John Locke clarified the problem of personal identity by specifying, how can a person who existed some time ago at t + 1 (time = t) continue to exist as the same person at time t + 2? He tries to specify the necessary and sufficient conditions for the re-identification of individuals in solving this problem; That is, it specifies the conditions under which a person can be said to be the same person at t + 2 as he was at some previous time t + 1. Locke characterizes our mode of personal identity as the experience accumulated in the mind by a psychological process, which makes a person now the same person he was then is the present consciousness of the ability to remember that past. For Locke, personal identity depends only on the acquisition of certain mental relations, which at the same time emphasizes that personal identity does not depend on any physical relations. The continuity of a person is nothing but continuity of mind (or soul) and continuity of body.

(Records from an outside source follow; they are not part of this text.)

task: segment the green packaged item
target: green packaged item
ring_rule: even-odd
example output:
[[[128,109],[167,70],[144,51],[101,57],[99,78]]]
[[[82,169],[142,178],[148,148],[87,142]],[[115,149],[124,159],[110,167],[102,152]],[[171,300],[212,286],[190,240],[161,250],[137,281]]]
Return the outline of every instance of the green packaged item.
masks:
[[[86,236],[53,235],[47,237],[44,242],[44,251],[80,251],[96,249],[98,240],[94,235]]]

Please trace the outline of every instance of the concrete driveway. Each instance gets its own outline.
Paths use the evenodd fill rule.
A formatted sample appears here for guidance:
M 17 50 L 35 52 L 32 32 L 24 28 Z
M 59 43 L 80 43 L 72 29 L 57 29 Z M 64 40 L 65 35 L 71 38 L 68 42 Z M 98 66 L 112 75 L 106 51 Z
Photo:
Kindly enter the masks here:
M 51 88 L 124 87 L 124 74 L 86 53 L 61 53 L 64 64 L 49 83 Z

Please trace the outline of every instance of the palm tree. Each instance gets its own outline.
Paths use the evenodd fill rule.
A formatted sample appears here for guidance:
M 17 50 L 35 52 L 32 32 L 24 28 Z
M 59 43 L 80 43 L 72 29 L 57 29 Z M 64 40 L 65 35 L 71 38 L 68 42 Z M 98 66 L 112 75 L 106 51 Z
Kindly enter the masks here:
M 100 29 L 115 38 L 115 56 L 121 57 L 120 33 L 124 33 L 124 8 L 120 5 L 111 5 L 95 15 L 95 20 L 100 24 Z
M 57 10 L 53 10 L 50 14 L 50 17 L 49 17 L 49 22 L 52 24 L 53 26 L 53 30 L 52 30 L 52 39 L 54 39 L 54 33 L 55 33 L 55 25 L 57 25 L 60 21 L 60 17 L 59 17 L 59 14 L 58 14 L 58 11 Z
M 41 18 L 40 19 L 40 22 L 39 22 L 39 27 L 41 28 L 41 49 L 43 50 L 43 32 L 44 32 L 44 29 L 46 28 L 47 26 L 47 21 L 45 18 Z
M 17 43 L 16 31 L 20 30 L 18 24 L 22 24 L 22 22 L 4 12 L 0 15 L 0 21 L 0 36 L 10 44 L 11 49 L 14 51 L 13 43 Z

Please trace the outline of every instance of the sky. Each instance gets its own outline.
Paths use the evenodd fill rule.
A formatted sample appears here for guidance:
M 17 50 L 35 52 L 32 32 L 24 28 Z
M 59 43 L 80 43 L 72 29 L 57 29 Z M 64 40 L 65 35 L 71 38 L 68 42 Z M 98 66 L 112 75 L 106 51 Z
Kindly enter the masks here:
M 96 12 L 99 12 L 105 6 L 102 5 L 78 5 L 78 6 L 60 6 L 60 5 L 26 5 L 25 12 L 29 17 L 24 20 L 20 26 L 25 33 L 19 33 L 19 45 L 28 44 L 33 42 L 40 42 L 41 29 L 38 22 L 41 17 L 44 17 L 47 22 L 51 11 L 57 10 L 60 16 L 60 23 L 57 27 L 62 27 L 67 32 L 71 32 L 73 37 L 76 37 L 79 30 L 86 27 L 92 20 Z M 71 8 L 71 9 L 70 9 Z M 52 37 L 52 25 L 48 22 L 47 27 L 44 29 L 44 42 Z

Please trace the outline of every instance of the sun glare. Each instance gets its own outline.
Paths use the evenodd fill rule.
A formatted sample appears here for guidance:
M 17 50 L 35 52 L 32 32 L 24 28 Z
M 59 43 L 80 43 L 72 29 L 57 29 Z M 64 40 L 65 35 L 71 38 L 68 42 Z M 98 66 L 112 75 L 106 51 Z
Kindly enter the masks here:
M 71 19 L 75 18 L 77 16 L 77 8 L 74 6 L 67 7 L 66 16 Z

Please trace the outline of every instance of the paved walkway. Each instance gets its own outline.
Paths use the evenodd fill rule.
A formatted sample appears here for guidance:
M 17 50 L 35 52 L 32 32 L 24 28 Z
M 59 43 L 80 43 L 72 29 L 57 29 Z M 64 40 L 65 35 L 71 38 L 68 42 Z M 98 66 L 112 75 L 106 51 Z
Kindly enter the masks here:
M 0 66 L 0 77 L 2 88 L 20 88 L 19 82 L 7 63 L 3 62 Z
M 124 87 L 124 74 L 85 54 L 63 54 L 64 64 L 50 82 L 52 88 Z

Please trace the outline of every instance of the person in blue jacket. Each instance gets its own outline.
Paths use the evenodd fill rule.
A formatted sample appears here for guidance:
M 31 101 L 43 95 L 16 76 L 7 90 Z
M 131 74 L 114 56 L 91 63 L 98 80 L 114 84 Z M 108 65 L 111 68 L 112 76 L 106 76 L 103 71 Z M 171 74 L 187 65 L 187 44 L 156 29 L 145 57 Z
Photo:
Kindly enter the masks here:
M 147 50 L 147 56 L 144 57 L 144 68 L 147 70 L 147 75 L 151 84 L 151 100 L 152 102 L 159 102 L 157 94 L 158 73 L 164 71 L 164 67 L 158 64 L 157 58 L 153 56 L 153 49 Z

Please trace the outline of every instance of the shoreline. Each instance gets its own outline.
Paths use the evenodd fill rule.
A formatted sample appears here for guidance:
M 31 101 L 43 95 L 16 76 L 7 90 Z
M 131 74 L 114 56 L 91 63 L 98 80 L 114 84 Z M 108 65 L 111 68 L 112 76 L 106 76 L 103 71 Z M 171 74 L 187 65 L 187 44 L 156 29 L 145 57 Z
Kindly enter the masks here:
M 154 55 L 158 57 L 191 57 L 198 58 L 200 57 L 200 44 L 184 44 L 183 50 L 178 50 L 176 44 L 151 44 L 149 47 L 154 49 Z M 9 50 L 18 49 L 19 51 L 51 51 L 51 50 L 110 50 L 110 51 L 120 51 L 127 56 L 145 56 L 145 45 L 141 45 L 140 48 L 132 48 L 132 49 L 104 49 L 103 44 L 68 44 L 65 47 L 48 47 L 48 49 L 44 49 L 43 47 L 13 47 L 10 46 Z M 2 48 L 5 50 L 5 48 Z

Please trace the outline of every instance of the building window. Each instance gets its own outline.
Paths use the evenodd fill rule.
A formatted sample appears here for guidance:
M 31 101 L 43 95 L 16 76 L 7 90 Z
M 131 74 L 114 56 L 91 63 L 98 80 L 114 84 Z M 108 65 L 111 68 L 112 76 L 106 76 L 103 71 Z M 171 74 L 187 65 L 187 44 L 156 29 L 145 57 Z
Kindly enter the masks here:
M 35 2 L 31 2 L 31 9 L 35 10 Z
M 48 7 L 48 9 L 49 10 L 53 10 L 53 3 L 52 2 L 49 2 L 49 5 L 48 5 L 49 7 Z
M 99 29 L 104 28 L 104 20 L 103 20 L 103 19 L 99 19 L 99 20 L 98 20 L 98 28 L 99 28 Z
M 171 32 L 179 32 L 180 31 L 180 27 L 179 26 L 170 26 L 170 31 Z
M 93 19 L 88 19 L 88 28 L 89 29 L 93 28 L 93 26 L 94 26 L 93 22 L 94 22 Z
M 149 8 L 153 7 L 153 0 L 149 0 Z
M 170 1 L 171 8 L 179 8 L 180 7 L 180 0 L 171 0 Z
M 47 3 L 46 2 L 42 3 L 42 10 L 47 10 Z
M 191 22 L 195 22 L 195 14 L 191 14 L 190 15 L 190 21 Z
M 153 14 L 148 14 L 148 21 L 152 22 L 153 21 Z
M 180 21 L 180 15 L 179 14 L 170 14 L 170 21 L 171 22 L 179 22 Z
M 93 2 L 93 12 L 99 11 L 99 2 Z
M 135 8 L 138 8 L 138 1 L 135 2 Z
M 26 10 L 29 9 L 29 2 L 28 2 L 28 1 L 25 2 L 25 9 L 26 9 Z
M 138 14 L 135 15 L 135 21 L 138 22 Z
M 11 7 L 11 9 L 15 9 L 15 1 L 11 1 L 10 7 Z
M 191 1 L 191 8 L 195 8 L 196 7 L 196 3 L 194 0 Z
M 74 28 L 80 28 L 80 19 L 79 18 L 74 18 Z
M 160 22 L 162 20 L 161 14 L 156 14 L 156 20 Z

However, Locke’s criterion of personal identity in terms of memory and the connectedness of consciousness attracted considerable critical attention, of course, with two particular noteworthy arguments being advanced against it. The first argument associated with Joseph Butler finds that Locke’s account is circular, in as much as “consciousness of personal identity is presupposed and therefore cannot constitute personal identity” (Butler 1875, p. 358) [3] . Just exactly what Butler means here and just exactly how vulnerable Locke’s particular account may be to his charge remain disputed matters of historical interpretations. But one seemingly natural way of fleshing out an accusation of circularity against Locke involves the thought that, in so far as the very concept of memory relies upon a person at time t + 2 recalling the experience of that same person at some earlier time t = 1, it relies upon a notion of personal identity and so cannot be used to define it. And the second argument associated with Thomas Reid finds that Locke’s account is vulnerable to seeming disconnected between its implicit transitivity and the foible of memory. He seems to think that metaphysically speaking, memory is necessary but not sufficient for the creation of personal identity, which Locke acknowledged. For him (Reid), personal identity is simple and unanalyzable, because memory does not analyze one as the same person over time. Rather, memories allow immediate and direct knowledge of one’s own past. However, I examine in my paper Reid’s famous example of the “brave officer”. Also in this context, the famous eighteenth-century skeptical philosopher David Hume’s theory is also very famous because he clarified in his book “A Treatise of Human Nature” (Hume 1739) [4] that memory does not only express personal identity. Hume also finds Locke’s argument is irrelevant, analyzing the theory that we must also admit necessary causes.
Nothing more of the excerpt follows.